Online Enrollment Up By 17 Percent on College Campuses


January 27, 2010
by Scholarships.com Staff
More than one in four college students took at least one online class in the fall of 2008, according to an annual survey released yesterday called Learning on Demand: Online Education in the United States. Those numbers, which come from the Sloan Consortium and reflect data from thousands of colleges and universities across the country, illustrate a 17 percent increase in the number of students enrolling in online classes since the survey was released last year.

More than one in four college students took at least one online class in the fall of 2008, according to an annual survey released yesterday called "Learning on Demand: Online Education in the United States." Those numbers, which come from the Sloan Consortium and reflect data from thousands of colleges and universities across the country, illustrate a 17 percent increase in the number of students enrolling in online classes since the survey was released last year.

To put things in perspective, the number of students enrolling in higher education overall only grew by 1.2 percent. More than 4.6 million students are enrolled in online courses across the country, compared to 3.9 million the previous year. Less than 10 percent of students were taking classes online in 2002; today that figure is more than 25 percent. The survey did not take a close look at online degree universities, although it would be interesting to see whether distance learning has also seen an increase in applicants who see the benefits of completing their coursework at their own pace. (About 73 percent of fully online universities reported requests from students to offer even more online courses than they already do.)

The Chronicle of Higher Education today describes the survey's data even further, and suggests that despite the increase in online enrollment, many colleges are still not offering a sufficient number of online offerings despite the potential for that strategy to address some schools' budget problems. (According to the report, enrollment numbers in general increase in times of economic crisis.) Public institutions are more likely to offer more online courses, according to the article.

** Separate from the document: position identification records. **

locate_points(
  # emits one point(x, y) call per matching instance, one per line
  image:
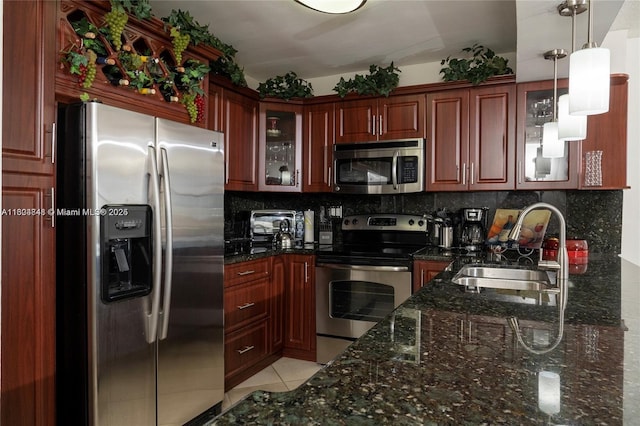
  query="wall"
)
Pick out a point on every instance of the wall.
point(593, 215)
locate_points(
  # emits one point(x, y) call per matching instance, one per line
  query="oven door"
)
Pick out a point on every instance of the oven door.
point(350, 299)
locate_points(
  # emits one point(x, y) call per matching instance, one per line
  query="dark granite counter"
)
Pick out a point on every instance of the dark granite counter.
point(449, 357)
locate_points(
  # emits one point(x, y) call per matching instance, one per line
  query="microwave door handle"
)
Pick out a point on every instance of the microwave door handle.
point(394, 170)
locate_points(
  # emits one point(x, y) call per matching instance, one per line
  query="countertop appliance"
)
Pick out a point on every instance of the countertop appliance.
point(385, 167)
point(264, 226)
point(139, 268)
point(474, 228)
point(361, 281)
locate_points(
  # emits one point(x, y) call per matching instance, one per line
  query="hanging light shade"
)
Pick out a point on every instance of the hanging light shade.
point(589, 70)
point(570, 127)
point(552, 147)
point(333, 6)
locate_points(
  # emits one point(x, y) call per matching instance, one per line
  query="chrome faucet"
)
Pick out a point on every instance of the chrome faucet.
point(562, 277)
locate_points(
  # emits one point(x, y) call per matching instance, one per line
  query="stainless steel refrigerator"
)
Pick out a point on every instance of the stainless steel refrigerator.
point(139, 218)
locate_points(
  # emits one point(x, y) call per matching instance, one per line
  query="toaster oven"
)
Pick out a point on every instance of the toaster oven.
point(265, 224)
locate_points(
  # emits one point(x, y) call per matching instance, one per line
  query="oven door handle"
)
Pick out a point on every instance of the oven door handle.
point(363, 267)
point(394, 170)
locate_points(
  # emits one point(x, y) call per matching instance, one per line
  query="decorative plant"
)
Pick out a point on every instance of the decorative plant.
point(197, 33)
point(483, 64)
point(380, 81)
point(188, 82)
point(285, 87)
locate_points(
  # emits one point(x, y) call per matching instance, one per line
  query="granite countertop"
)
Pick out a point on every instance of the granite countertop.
point(449, 357)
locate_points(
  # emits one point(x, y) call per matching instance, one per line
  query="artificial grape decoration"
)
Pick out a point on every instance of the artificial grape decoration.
point(180, 42)
point(90, 69)
point(199, 103)
point(116, 19)
point(188, 100)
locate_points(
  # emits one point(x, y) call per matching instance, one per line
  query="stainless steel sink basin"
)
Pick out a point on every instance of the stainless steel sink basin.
point(510, 278)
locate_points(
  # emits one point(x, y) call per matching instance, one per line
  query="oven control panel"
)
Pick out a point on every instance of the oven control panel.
point(386, 222)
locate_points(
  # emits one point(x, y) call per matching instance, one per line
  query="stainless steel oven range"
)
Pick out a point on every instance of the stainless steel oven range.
point(363, 280)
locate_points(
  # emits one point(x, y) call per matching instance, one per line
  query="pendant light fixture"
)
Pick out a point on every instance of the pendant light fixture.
point(333, 6)
point(589, 70)
point(571, 127)
point(552, 147)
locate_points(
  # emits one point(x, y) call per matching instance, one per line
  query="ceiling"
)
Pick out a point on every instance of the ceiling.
point(274, 37)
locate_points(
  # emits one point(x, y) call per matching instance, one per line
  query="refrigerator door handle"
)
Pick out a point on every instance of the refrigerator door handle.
point(168, 256)
point(152, 318)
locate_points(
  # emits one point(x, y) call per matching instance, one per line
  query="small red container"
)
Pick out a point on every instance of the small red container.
point(577, 250)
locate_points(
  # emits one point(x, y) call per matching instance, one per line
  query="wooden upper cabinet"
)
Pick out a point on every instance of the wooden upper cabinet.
point(280, 146)
point(240, 142)
point(471, 139)
point(29, 108)
point(492, 134)
point(447, 140)
point(395, 117)
point(608, 133)
point(28, 321)
point(317, 149)
point(535, 172)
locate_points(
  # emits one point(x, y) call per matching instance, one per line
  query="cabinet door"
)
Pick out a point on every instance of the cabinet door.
point(447, 140)
point(241, 143)
point(492, 138)
point(300, 327)
point(280, 150)
point(278, 276)
point(608, 133)
point(535, 172)
point(426, 270)
point(28, 239)
point(317, 150)
point(401, 117)
point(354, 121)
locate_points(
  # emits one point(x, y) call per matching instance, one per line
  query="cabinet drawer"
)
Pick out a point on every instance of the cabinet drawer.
point(245, 271)
point(245, 303)
point(245, 347)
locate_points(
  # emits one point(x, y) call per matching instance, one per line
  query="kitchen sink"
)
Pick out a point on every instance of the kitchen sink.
point(508, 278)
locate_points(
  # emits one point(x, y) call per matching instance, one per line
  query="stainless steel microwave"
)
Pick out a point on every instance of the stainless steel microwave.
point(386, 167)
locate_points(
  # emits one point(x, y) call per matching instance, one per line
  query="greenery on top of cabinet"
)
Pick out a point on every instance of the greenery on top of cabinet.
point(380, 81)
point(483, 64)
point(285, 87)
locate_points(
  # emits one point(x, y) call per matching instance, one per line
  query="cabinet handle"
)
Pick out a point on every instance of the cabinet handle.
point(471, 174)
point(50, 214)
point(245, 349)
point(464, 173)
point(53, 143)
point(519, 171)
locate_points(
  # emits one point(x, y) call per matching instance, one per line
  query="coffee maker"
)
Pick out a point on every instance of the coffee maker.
point(474, 225)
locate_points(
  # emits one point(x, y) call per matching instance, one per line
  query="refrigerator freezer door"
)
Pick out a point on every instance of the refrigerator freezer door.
point(190, 346)
point(119, 153)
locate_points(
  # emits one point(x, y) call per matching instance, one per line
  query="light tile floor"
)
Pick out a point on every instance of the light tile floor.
point(283, 375)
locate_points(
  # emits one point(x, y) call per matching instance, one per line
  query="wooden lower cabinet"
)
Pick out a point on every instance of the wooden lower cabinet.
point(269, 312)
point(300, 306)
point(247, 309)
point(426, 270)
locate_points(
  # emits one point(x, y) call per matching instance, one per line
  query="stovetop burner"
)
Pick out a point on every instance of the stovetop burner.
point(381, 239)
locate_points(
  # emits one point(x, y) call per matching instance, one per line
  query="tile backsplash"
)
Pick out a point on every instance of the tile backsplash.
point(592, 215)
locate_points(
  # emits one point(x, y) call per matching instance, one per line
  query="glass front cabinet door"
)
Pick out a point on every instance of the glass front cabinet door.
point(535, 171)
point(280, 152)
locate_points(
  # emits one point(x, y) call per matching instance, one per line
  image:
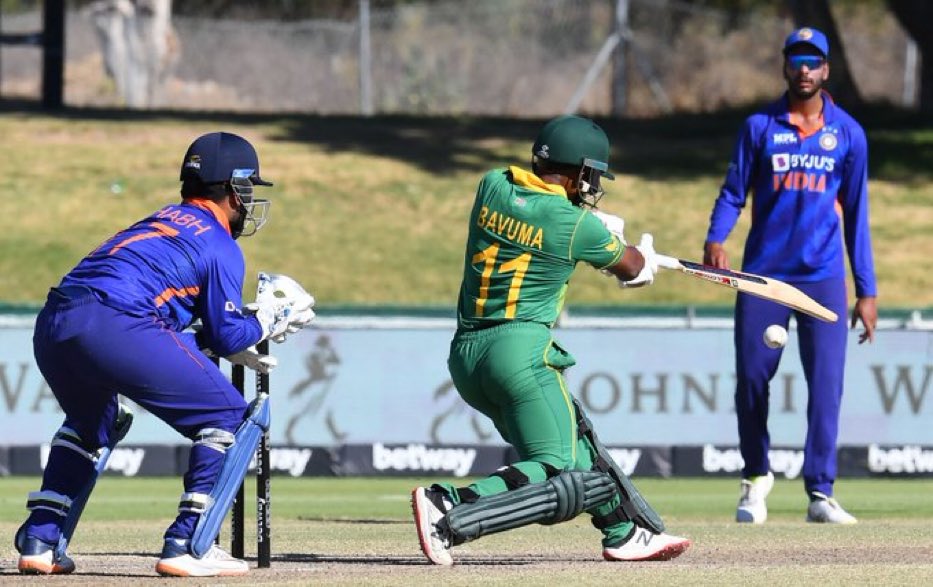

At the University of Central Florida, for example, more than half of the student population is taking at least one class online each year.

Other highlights of the report include:

  • More than 80 percent of these students taking online courses are studying at the undergraduate level, with only 14 percent taking graduate level courses and the remainder in some other for-credit course.
  • 54 percent of institutions report that the economic downturn has increased demand for existing face-to-face courses.
  • 66 percent of institutions report increased demand for new courses and programs, and 73 percent report increased demand for existing online courses and programs.
  • Less than one-third of administrators believe that their faculty accept the value and legitimacy of online education. (This has changed little over the last six years.)
  • Nearly 300 institutions with no current online offerings are reporting increased student demand to begin such offerings.